It's a dream assignment: Helping the Bill & Melinda Gates Foundation tackle some of the world's most pressing health problems. For the last two-and-a-half years, more than two dozen UW graduate students have been doing just that, under an innovative program in the Department of Global Health called START (Strategic Analysis, Research & Training).
Which new drugs work best to fight tuberculosis? Which mobile health tools should be scaled up to improve HIV care? Is indoor air pollution a major cause of health problems in developing countries?
These are some of the questions students have pursued in small teams—mentored by faculty—during their work with START. Students get real-world experience and training while the Gates Foundation gets help to achieve the greatest impact.
"The caliber of student we get is incredible," says Saara Romu, a senior project officer for the Gates Foundation. "They and the faculty are so passionate about the subjects they are researching." Romu established this and a similar program at the UW Foster School of Business, where she earned her MBA. Both programs were modeled on a previous small agriculture venture with the UW Evans School of Public Affairs.
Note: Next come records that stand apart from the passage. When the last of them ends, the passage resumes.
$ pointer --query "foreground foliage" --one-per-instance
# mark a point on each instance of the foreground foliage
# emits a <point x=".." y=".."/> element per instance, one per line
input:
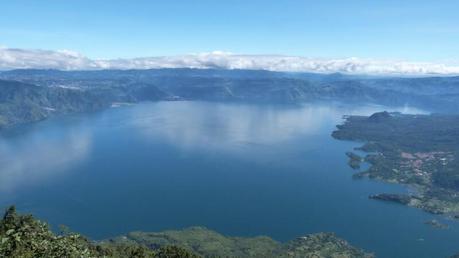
<point x="24" y="236"/>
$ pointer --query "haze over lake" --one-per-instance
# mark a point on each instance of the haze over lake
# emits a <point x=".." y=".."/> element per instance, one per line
<point x="239" y="169"/>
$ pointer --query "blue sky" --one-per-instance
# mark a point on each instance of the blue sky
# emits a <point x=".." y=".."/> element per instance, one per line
<point x="408" y="30"/>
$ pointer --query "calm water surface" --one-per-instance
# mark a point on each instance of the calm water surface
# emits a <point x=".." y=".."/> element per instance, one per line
<point x="242" y="170"/>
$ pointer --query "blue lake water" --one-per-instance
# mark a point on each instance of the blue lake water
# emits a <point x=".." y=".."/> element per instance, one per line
<point x="239" y="169"/>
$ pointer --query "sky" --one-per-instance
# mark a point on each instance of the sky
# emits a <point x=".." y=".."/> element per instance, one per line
<point x="412" y="31"/>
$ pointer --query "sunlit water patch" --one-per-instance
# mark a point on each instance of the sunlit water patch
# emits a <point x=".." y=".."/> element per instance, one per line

The highly competitive START program is open to all UW graduate students. Students receive a tuition waiver and stipend, and handle anywhere from two to three projects at a time. Ideas are fine-tuned until they become specific research questions. "The teams bounce ideas back and forth, and we have a rapid response and turnaround time," says START Co-Director Lisa Manhart, an associate professor of Epidemiology and Global Health. "Because it's not tied to an academic calendar, we can take a project at any point in time."
One research project centered on low-cost solutions to treat diarrhea, the second leading cause of death in children under five, worldwide. Oral rehydration (ORS) and zinc are inexpensive and highly effective, yet are not widely used in all settings. Why did some countries scale this up successfully and others did not? Students wrote case studies that showed where and why implementation of ORS worked best. The findings were published in the Journal of Global Health and discussed in a New Yorker article by Atul Gawande.
"START has been an incredible opportunity to use my field experience in an innovative research setting," says MPH student Jillian Pintye, who contributed to the ORS study. A registered nurse by training and a former Peace Corps volunteer, Pintye also was able to interview some of the world's leading researchers on soil-transmitted helminth infections, a neglected tropical disease affecting the world's poorest communities.
The START program has worked so well that it's about to expand. It will become a formal center and will begin to accept assignments from other global health organizations in Seattle. "There's no limit to the number of potential clients," says Judd Walson, START's other co-director and an associate professor of Global Health and Epidemiology. The ultimate goal is to become a self-sustaining center, Walson says.
At the same time, START will begin working on domestic public health issues, applying a global-to-local approach. Tao Kwan-Gett, director of the Northwest Center for Public Health Practice, will head the local projects. They will likely be similar in scope to recent projects done by UW student–faculty teams at Public Health - Seattle & King County, he says. One of those projects looks at determining how to monitor the impact of the Affordable Care Act in the region, while another surveys local health departments to learn about their sugar-sweetened beverage policies.